Histograms: Histograms were used to further visualize the distribution of each aspect of tone.

import warnings
warnings.filterwarnings('ignore')

def extractBoxTrace(df,cat, xgroups, ycolNames, color='#3D9970'):
    xs=[]
    ys=[]
    for i,xgroup in enumerate(xgroups):
        for index, row in df.iterrows():
            xs.append(xgroup)
            ys.append(row[ycolNames[i]])
    trace = go.Box(
                y=ys,
                x=xs,
                name=cat,
                marker=dict(
                    color= color
                ),
                boxmean='sd'
             )
    return trace

def extractHistTrace(xs, name):
    trace1 = go.Histogram(
        name=name,
        x=xs,
        xbins=dict(
                start=0,
                end=1,
                size=0.05
                )
    )
    return trace1

Twitter Profile Descriptions: compare Big 5¶

trace0=extractBoxTrace(df_md, 'male', ['openness','conscientiousness', 'extraversion' , 'agreeableness', 'neuroticism' ],['openness_big5','conscientiousness_big5', 'extraversion_big5', 'agreeableness_big5', 'neuroticism_big5'] )
trace1=extractBoxTrace(df_fd, 'female', ['openness','conscientiousness', 'extraversion' , 'agreeableness', 'neuroticism' ],['openness_big5','conscientiousness_big5', 'extraversion_big5', 'agreeableness_big5', 'neuroticism_big5'], '#FF4136' )
trace2=extractBoxTrace(df_bd, 'brand', ['openness','conscientiousness', 'extraversion' , 'agreeableness', 'neuroticism' ],['openness_big5','conscientiousness_big5', 'extraversion_big5', 'agreeableness_big5', 'neuroticism_big5'], '#FF851B' )

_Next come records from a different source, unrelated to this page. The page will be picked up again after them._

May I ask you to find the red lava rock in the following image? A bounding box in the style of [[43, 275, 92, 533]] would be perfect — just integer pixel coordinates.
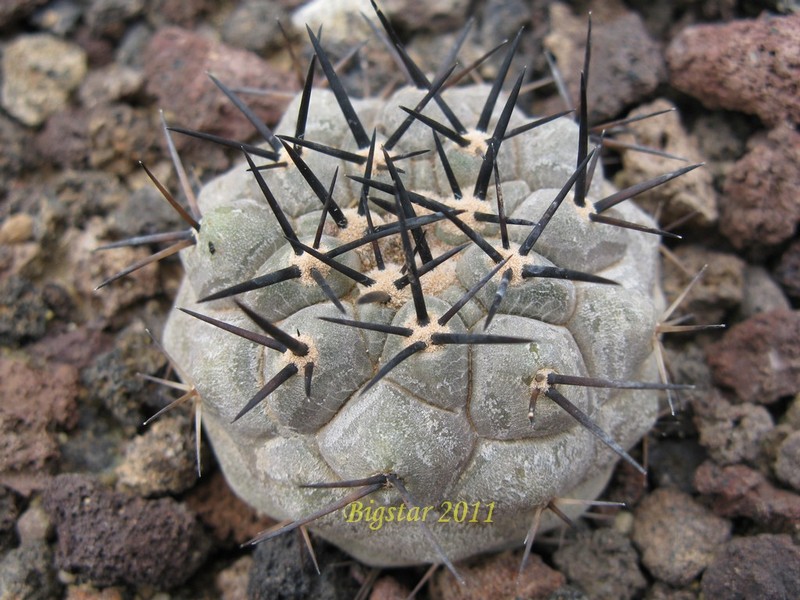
[[247, 532, 360, 600], [775, 239, 800, 300], [0, 358, 78, 494], [774, 431, 800, 491], [147, 0, 212, 28], [702, 534, 800, 600], [692, 389, 775, 465], [545, 3, 666, 122], [431, 552, 566, 600], [0, 0, 47, 29], [660, 244, 745, 325], [633, 488, 731, 586], [44, 475, 210, 589], [609, 98, 718, 230], [667, 15, 800, 125], [86, 103, 162, 175], [694, 461, 800, 533], [553, 529, 647, 600], [719, 123, 800, 258], [186, 472, 275, 547], [35, 108, 89, 169], [707, 310, 800, 404], [144, 27, 294, 157], [28, 327, 113, 369]]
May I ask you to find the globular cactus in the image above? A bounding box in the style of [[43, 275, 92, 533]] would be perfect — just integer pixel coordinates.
[[103, 3, 687, 566]]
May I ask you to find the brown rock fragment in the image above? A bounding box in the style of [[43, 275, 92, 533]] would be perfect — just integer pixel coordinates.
[[431, 552, 566, 600], [707, 310, 800, 404], [702, 534, 800, 600], [0, 359, 78, 493], [692, 390, 775, 465], [775, 239, 800, 300], [44, 475, 210, 589], [719, 123, 800, 258], [186, 472, 275, 547], [694, 461, 800, 533], [544, 2, 666, 123], [775, 431, 800, 491], [633, 488, 731, 586], [611, 100, 717, 227], [553, 529, 647, 600], [144, 27, 294, 164], [662, 245, 745, 325], [667, 15, 800, 125], [116, 415, 197, 497]]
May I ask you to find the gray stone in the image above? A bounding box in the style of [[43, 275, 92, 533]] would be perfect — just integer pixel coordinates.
[[2, 33, 86, 127]]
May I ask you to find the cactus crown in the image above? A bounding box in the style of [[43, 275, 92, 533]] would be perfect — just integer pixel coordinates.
[[102, 3, 697, 570]]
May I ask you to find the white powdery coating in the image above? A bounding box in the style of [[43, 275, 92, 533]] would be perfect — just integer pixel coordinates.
[[165, 86, 663, 566]]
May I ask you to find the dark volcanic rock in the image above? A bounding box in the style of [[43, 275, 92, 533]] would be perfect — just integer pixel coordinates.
[[775, 239, 800, 300], [694, 461, 800, 532], [667, 15, 800, 125], [633, 488, 731, 586], [719, 124, 800, 258], [431, 552, 565, 600], [545, 3, 666, 123], [707, 310, 800, 404], [702, 534, 800, 600], [554, 529, 647, 600], [44, 475, 210, 589], [0, 358, 78, 492], [247, 535, 359, 600], [144, 27, 294, 166]]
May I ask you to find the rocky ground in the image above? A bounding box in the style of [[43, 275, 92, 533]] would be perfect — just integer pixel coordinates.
[[0, 0, 800, 600]]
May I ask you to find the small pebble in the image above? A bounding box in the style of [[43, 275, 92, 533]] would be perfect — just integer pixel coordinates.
[[0, 213, 34, 244], [707, 310, 800, 404], [44, 475, 210, 589], [693, 390, 775, 465], [702, 534, 800, 600], [775, 431, 800, 492], [694, 461, 800, 534], [633, 488, 731, 586], [739, 265, 791, 319], [719, 124, 800, 259], [662, 244, 745, 325], [615, 99, 718, 231], [544, 2, 666, 123], [431, 552, 566, 600], [553, 529, 647, 600], [116, 415, 197, 497], [775, 239, 800, 300], [667, 15, 800, 125], [0, 33, 87, 127]]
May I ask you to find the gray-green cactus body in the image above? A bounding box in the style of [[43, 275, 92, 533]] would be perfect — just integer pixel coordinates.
[[165, 86, 663, 565]]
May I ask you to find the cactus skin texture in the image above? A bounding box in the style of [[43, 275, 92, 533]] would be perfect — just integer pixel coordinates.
[[159, 68, 663, 566]]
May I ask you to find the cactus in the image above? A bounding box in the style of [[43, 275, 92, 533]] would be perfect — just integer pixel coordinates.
[[101, 2, 696, 580]]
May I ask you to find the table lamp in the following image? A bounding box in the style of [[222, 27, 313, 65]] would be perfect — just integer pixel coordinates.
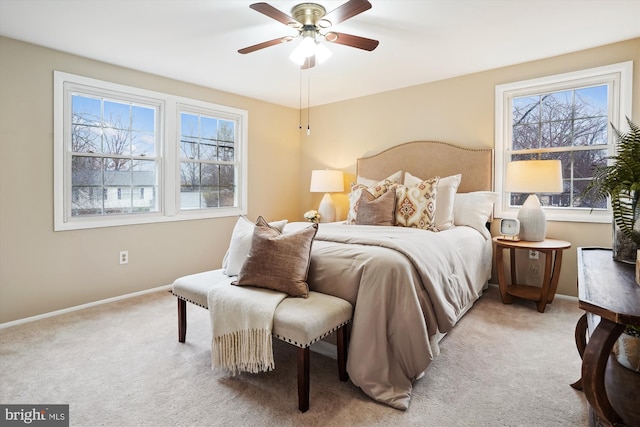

data = [trace0, trace1, trace2]
layout = go.Layout(
    yaxis=dict(
        title='Big 5 Score',
        zeroline=False
    ),
    boxmode='group'
)
fig = go.Figure(data=data, layout=layout)
py.iplot(fig, filename='big5')

Figure 1 Big 5 Twitter Profile Descriptions

According to public commitment theory, participants in the public conditions should use language that echoes a sense of commitment to the presentation, such as language related to certainty (e.g., ‘‘absolutely’’, ‘‘forever’’,‘‘always’’). Because brand Twitter accounts are more public than personal accounts, they are more in accordance to the public commitment theory. Figure 1 shows the conscientiousness and neuroticism of brand descriptions are significantly different from male and female descriptions. Higher conscientiousness suggests that brand accounts are more likely to be perceived as disciplined, dutiful, achievement-striving, confident, driven, or organized. Lower neuroticism mean that they are more likely to be perceived as calm, bland, content, relaxed, unconcerned, or careful than personal accounts.

Tweets: Compare Emotions¶

traceE3=extractBoxTrace(df_mt, 'male-tweet', ['anger', 'disgust', 'fear', 'joy' ,'sadness' ],['anger', 'disgust', 'fear', 'joy' ,'sadness' ] )
traceE4=extractBoxTrace(df_ft, 'female-tweet', ['anger', 'disgust', 'fear', 'joy' ,'sadness' ],['anger', 'disgust', 'fear', 'joy' ,'sadness' ], '#FF4136' )
traceE5=extractBoxTrace(df_bt, 'brand-tweet', ['anger', 'disgust', 'fear', 'joy' ,'sadness' ],['anger', 'disgust', 'fear', 'joy' ,'sadness' ], '#FF851B' )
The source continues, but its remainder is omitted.